Natural Processes as Pathways for Nutrients and Energy

Natural processes, such as pollination and photosynthesis, are interactions among plants, animals, and the environment that facilitate the movement of nutrients and energy. They are also known as ecological processes.

By creating pathways along which nutrients and energy move, natural processes help form and maintain the ecological patterns we see on the landscape. They are just as important as plants and animals in shaping natural communities.

Examples of natural processes:

Natural processes are critical for the health of natural communities.

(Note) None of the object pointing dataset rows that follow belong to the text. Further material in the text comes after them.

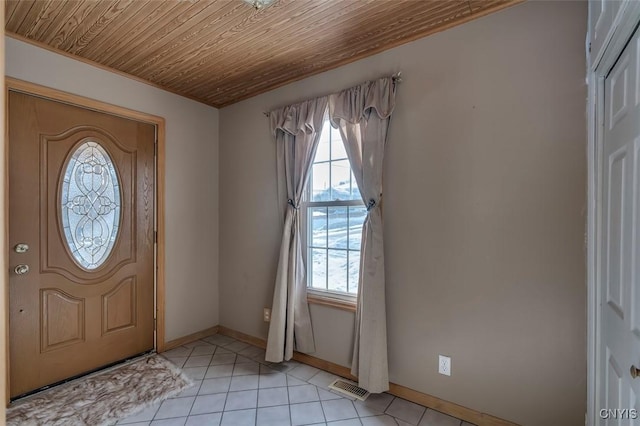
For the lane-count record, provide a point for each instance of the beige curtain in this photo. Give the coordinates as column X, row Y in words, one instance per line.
column 296, row 129
column 362, row 114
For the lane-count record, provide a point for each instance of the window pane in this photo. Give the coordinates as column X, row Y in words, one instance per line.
column 340, row 180
column 318, row 269
column 90, row 205
column 337, row 146
column 354, row 271
column 337, row 279
column 322, row 154
column 337, row 232
column 320, row 190
column 356, row 220
column 318, row 216
column 355, row 192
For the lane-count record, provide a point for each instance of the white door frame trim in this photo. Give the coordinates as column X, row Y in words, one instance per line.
column 596, row 73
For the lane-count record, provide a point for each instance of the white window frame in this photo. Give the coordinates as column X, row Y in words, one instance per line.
column 305, row 206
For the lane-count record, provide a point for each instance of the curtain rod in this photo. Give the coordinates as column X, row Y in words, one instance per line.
column 396, row 78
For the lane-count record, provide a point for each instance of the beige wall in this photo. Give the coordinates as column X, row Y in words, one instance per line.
column 3, row 276
column 485, row 183
column 191, row 175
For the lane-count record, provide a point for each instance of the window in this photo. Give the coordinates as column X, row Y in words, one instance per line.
column 90, row 205
column 334, row 215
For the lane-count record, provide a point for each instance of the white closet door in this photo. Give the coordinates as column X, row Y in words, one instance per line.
column 619, row 246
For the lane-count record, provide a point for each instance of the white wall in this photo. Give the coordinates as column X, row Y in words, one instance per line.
column 485, row 187
column 191, row 175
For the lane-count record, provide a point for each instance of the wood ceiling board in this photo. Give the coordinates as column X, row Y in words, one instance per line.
column 51, row 10
column 136, row 33
column 19, row 13
column 360, row 45
column 86, row 25
column 184, row 28
column 247, row 54
column 33, row 15
column 225, row 43
column 223, row 51
column 105, row 39
column 73, row 22
column 96, row 22
column 323, row 36
column 190, row 42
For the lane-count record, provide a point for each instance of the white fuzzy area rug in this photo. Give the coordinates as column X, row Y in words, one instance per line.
column 104, row 397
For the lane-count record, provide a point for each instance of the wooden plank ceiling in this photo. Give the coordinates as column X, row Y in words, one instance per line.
column 222, row 51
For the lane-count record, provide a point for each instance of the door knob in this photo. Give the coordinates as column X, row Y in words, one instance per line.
column 21, row 269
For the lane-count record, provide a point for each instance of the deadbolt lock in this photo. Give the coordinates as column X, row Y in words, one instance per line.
column 21, row 248
column 21, row 269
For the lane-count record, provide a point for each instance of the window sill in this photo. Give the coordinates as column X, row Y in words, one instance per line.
column 333, row 302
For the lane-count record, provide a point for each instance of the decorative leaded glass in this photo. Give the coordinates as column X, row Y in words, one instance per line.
column 90, row 205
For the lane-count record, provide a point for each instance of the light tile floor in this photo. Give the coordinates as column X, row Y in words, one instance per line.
column 235, row 386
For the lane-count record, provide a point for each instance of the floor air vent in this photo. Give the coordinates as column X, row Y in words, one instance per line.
column 349, row 389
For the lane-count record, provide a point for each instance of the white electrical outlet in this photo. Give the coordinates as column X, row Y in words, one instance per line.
column 444, row 365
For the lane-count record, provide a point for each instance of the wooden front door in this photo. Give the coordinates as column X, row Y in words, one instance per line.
column 81, row 240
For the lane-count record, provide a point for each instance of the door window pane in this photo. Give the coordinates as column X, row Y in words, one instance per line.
column 90, row 205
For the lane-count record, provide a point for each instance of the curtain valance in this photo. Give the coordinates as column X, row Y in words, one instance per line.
column 298, row 118
column 358, row 102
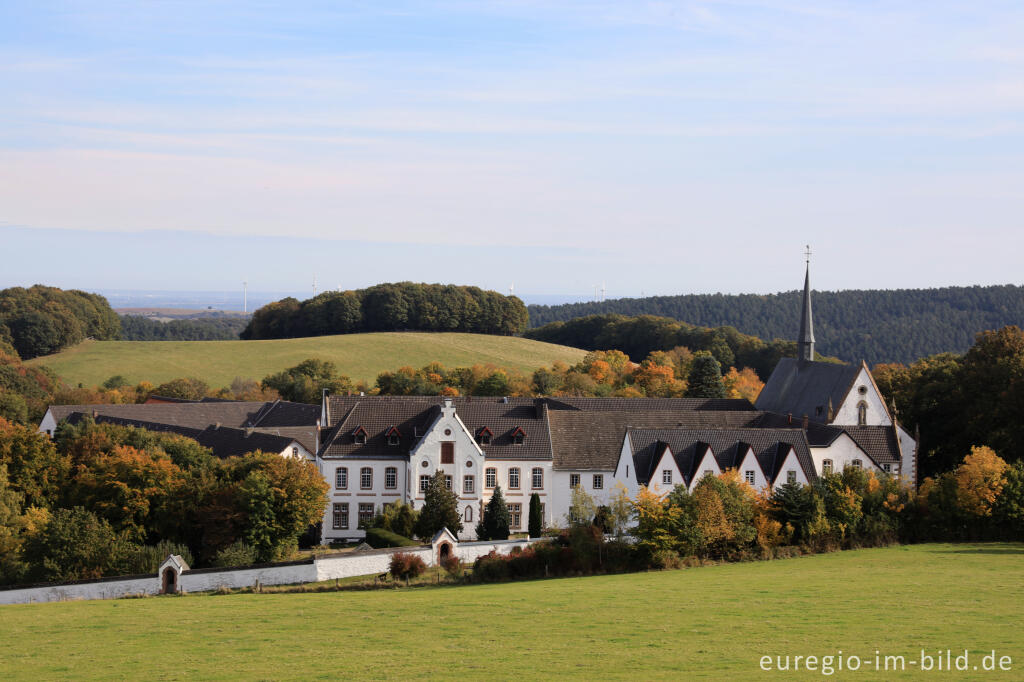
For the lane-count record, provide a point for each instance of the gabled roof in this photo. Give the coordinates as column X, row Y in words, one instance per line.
column 805, row 388
column 413, row 415
column 728, row 445
column 223, row 441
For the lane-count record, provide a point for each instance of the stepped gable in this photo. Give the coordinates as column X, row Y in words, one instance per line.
column 413, row 415
column 728, row 446
column 592, row 439
column 223, row 441
column 799, row 387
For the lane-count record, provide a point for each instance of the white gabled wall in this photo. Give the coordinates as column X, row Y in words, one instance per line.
column 708, row 463
column 846, row 414
column 791, row 463
column 751, row 463
column 667, row 463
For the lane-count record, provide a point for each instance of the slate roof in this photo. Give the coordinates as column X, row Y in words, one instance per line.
column 649, row 405
column 593, row 439
column 414, row 415
column 728, row 445
column 292, row 420
column 223, row 441
column 805, row 388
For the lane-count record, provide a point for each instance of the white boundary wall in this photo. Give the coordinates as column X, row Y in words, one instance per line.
column 323, row 568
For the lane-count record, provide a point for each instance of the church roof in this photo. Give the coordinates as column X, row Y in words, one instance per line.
column 799, row 387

For instance, the simple fact that plant nutrients are present in bedrock doesn’t make them usable to plants. First, the rock must be eroded into bits and broken down into minerals and molecules. This happens through ongoing natural processes involving weather, plants, animals, and microorganisms.

Similarly, when a plant loses its leaves in the fall, physical and chemical weathering break leaves into pieces called leaf litter that help hold moisture on the forest floor. Decomposition—powered by insects, fungi, bacteria, and physical and chemical processes—ultimately converts the leaves into ingredients that help form soil.

Some processes operate at the scale of an individual plant or animal, such as pollination. Other processes affect multiple members of the community at once, such as a forest fire or the availability of groundwater. Some natural processes occur quickly, such as a flood, while others can take millennia, such as soil formation.